FIGAROVOX/TRIBUNA – Mentre Joe Biden conclude faticosamente il suo mandato e il nuovo presidente americano entra in carica lunedì 20 gennaio, lo storico descrive la sorprendente agitazione che si aspetta oltre Atlantico.
André Kaspi è uno storico e uno specialista riconosciuto negli Stati Uniti ai quali ha dedicato numerose opere di consultazione. Ha recentemente pubblicato Porta d’acqua. La democrazia americana messa alla prova (Archipoche, 2024).
Il 20 gennaio Donald Trump diventerà o ridiventerà presidente degli Stati Uniti. Al suo fianco, il suo “migliore amico” Elon Musk, il brillante boss di PayPal, Tesla, SpaceX, Starlink, Neuralink, OpenAI, Twitter diventato X, l’uomo più ricco del pianeta. Da due mesi Trump continua a fare annunci sensazionali, come se occupasse già la poltrona presidenziale. E Musk, divenuto Kekius Maximus, a speculare sul bitcoinsorprende il mondo con le sue dichiarazioni inaspettate, violente, preoccupanti, contrarie alle pratiche diplomatiche. Un duo fino a quando?
Nel frattempo, Joe Biden sta terminando il suo mandato presidenziale come meglio può. Cerca di far credere che avrebbe vinto su Trump se i democratici non avessero preferito Kamala Harris. Perdona i condannati a morte, senza fare campagna per l’abolizione della pena di morte. Cerca di mettere in luce i risultati della sua presidenza – mentre alcuni dei suoi collaboratori non mancheranno di mettere in luce, fin da ora, le sue debolezze e i suoi errori. Elogia Jimmy Carter, il presidente criticato quarant’anni fa, più o meno riabilitato oggi dopo la sua morte, come se gli fosse stata promessa una posterità paragonabile.

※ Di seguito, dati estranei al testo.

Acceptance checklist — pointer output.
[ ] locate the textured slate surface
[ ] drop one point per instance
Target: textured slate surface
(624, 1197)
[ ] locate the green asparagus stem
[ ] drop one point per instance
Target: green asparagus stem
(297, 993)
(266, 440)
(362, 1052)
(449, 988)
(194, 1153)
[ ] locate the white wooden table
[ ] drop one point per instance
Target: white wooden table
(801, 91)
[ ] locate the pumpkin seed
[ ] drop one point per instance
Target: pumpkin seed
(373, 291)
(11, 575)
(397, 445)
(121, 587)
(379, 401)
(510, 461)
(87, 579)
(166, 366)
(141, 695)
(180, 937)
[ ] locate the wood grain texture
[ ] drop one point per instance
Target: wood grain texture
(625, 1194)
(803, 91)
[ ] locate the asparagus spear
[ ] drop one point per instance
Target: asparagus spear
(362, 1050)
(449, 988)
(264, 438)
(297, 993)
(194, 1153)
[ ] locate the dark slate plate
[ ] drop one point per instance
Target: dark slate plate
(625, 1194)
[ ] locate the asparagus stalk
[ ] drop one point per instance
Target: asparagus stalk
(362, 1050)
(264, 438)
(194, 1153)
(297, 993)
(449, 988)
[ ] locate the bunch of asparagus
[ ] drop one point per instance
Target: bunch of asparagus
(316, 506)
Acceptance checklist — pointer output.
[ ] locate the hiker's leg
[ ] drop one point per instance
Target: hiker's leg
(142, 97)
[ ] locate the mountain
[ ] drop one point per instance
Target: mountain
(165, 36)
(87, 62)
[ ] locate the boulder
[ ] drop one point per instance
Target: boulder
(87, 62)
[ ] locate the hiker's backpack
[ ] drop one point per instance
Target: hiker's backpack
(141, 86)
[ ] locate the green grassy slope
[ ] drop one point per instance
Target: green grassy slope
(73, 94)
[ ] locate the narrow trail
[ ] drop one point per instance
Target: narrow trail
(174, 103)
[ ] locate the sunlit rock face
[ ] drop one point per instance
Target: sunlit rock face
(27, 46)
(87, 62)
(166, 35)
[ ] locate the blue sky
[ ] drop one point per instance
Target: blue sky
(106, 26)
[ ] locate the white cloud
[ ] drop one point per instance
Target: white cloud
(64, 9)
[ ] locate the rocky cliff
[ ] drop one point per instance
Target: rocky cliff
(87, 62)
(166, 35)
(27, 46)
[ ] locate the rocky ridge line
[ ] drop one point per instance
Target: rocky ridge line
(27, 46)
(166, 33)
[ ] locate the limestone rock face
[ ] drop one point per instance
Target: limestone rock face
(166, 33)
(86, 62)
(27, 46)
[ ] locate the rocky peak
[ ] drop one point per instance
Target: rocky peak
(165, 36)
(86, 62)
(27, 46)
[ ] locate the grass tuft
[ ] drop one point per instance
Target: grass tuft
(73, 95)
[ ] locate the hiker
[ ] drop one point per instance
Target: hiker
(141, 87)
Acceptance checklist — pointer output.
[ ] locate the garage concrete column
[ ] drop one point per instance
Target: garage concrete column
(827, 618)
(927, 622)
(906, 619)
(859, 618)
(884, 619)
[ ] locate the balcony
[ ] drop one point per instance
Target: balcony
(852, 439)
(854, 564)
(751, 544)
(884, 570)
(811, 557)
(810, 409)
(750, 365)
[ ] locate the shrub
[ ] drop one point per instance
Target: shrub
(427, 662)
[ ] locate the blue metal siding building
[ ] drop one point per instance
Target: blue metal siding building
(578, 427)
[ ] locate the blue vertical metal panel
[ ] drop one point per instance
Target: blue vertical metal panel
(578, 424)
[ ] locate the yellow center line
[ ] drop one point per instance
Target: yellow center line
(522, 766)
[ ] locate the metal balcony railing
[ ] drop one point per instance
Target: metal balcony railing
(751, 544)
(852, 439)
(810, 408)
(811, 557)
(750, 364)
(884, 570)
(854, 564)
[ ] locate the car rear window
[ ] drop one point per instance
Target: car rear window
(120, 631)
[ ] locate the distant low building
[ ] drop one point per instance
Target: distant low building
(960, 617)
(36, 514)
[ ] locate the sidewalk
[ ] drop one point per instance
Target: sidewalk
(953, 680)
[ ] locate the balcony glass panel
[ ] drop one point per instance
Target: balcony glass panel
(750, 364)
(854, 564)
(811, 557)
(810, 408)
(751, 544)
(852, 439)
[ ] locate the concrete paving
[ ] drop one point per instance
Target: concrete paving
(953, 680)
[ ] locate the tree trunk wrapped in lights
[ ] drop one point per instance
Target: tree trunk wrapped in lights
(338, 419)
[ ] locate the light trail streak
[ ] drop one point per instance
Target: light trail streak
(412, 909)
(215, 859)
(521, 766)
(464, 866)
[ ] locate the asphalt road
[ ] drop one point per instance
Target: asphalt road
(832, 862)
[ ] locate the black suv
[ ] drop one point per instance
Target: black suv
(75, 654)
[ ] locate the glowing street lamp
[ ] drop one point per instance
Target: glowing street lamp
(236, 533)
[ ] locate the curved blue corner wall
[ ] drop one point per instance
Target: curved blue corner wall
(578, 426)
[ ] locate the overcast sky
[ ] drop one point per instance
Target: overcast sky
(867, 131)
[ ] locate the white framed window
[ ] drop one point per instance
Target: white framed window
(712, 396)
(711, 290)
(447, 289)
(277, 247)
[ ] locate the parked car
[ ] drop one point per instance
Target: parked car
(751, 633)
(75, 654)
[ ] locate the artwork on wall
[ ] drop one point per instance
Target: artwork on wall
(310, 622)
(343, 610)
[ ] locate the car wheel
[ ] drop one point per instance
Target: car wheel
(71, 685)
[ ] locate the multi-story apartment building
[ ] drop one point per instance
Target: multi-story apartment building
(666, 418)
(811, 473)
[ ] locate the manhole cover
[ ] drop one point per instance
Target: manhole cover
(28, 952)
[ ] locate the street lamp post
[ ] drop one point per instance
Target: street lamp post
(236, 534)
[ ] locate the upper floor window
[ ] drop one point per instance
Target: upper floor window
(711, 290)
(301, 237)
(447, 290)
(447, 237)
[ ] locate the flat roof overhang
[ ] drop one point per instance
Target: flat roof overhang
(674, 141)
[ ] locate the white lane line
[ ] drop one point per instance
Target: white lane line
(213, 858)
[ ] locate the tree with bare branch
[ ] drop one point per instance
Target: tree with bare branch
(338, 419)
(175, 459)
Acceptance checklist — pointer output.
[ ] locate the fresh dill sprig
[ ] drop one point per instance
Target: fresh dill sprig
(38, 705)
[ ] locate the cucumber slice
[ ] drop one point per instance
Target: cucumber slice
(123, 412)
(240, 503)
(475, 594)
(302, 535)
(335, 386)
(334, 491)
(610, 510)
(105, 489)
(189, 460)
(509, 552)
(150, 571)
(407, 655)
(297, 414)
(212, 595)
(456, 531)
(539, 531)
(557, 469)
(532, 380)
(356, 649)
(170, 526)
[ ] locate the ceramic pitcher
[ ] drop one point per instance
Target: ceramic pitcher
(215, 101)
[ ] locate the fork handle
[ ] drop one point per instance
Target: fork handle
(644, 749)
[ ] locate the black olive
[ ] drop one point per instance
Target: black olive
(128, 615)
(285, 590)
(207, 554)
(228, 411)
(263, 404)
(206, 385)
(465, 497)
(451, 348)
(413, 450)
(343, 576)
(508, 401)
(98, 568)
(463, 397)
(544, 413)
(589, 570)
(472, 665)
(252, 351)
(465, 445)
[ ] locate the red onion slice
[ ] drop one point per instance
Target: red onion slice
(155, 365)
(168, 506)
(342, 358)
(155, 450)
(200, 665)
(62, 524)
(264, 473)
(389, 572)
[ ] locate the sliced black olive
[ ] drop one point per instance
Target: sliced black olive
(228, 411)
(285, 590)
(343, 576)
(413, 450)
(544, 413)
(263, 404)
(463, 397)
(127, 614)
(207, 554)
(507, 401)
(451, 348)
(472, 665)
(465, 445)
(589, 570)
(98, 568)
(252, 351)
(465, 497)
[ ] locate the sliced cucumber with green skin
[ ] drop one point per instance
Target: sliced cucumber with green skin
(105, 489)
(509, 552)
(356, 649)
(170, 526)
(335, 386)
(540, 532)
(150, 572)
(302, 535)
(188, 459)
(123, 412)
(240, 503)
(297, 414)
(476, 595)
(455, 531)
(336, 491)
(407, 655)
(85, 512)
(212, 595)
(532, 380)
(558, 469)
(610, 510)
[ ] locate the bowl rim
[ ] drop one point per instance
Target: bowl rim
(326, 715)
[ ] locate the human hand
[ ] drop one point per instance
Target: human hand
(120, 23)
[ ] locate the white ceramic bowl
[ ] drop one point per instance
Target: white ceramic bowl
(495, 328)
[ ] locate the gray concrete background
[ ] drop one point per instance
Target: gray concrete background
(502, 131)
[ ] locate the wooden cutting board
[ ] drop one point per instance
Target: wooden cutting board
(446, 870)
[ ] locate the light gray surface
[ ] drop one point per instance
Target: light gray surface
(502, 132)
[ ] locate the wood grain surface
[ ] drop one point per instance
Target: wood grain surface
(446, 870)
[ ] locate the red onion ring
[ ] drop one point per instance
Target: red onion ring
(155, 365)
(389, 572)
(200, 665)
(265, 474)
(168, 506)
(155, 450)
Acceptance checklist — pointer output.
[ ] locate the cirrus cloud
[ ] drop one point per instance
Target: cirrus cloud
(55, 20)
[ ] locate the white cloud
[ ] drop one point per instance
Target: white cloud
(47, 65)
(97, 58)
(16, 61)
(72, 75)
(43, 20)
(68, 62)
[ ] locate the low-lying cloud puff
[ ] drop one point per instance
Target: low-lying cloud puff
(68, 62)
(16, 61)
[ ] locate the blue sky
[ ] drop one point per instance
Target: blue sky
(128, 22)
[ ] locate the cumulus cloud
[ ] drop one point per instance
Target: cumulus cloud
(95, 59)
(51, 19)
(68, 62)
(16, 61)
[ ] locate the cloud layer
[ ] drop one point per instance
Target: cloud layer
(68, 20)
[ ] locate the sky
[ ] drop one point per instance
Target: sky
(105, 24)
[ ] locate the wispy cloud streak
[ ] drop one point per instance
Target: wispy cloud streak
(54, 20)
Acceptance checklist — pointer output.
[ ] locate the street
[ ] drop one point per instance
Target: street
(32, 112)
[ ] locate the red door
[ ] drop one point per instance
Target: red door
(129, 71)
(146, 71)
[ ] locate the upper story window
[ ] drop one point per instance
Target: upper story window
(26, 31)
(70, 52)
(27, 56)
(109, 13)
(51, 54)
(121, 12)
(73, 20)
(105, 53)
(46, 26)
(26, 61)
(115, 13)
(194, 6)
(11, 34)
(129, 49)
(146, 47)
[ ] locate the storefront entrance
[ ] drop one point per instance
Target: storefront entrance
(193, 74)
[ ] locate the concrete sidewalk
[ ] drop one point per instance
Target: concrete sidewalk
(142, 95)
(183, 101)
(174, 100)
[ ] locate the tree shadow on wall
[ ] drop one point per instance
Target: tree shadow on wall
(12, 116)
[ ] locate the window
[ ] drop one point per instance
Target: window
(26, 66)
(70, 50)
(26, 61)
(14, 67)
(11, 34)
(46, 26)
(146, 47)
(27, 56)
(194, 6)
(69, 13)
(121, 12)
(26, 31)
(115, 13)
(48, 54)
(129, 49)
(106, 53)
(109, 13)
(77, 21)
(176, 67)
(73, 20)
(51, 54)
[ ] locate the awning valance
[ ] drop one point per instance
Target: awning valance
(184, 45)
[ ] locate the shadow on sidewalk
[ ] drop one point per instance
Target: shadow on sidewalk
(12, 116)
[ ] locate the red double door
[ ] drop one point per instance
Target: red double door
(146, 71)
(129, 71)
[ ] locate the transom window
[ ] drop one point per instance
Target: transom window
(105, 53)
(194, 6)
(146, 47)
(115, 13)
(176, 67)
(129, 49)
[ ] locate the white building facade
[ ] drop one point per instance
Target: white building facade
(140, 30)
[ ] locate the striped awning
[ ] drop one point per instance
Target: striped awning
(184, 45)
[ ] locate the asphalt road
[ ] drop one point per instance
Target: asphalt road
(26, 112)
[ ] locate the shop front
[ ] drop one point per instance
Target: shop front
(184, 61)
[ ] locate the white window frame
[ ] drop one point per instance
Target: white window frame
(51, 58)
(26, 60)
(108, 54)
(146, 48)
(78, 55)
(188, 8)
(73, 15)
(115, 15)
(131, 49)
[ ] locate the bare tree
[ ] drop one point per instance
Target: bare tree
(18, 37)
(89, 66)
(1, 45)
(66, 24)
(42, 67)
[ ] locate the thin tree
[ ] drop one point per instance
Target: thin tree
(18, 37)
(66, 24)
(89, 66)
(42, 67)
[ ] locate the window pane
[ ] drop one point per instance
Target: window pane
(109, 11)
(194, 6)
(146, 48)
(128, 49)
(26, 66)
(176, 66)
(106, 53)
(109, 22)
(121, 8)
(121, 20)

Donald Trump non ha mai smesso di sorprendere. Niente e nessuno può fermarlo. Egli, dice, annetterà la Groenlandia e ripristinerà l’autorità degli Stati Uniti sul Canale di Panama. Forse farà del Canada il cinquantunesimo Stato dell’Unione. Fermerà la guerra in Ucraina “entro 24 ore”. Otterrà immediatamente la liberazione degli ostaggi israeliani ancora vivi nei tunnel di Hamas. Imporrà nuove relazioni diplomatiche in Medio Oriente. Escluderà dal territorio degli Stati Uniti da 11 a 15 milioni di immigrati clandestini, con, forse, un’eccezione per i più qualificati tra loro, di cui l’industria e l’agricoltura americana non possono fare a meno. Proteggerà il mercato nazionale per promuovere l’occupazione e il tenore di vita. Ne distruggerà le ultime tracce wokisme e le aberrazioni a cui ha dato origine, come la “follia transgender”. Lo “Stato profondo” che impedisce le riforme, che esercita influenze dannose, sarà combattuto con energia e successo. Migliaia di posti di lavoro federali andranno persi. In qualità di capo del DOGE (Dipartimento per l’efficienza governativa), Musk ne sarà responsabile.
Finora i repubblicani proponevano una società gestita da un governo a basso intervento, i democratici si prendevano cura degli interessi dei lavoratori. Trump ha sconvolto questo equilibrio
André Kaspi
E soprattutto resisterà con determinazione alle ambizioni politiche, territoriali ed economiche della Cina. In breve, sorgerà una nuova America. Si imporrà sul resto del mondo. Trump esprime la certezza che sarà una vittoria illimitata dopo quattro anni di battaglie per rispondere alle aspirazioni della maggioranza dei suoi compatrioti, per trionfare sui suoi avversari politici, per cancellare le tracce di una presidenza democratica che ha solo indebolito gli Stati Uniti . Il 20 gennaio 2025 non sarà solo il giorno in cui entrerà in carica un nuovo presidente. Per Donald Trump ed Elon Musk sarà, seguendo il titolo di un film di Marlon Brando, Una vendetta a due facce.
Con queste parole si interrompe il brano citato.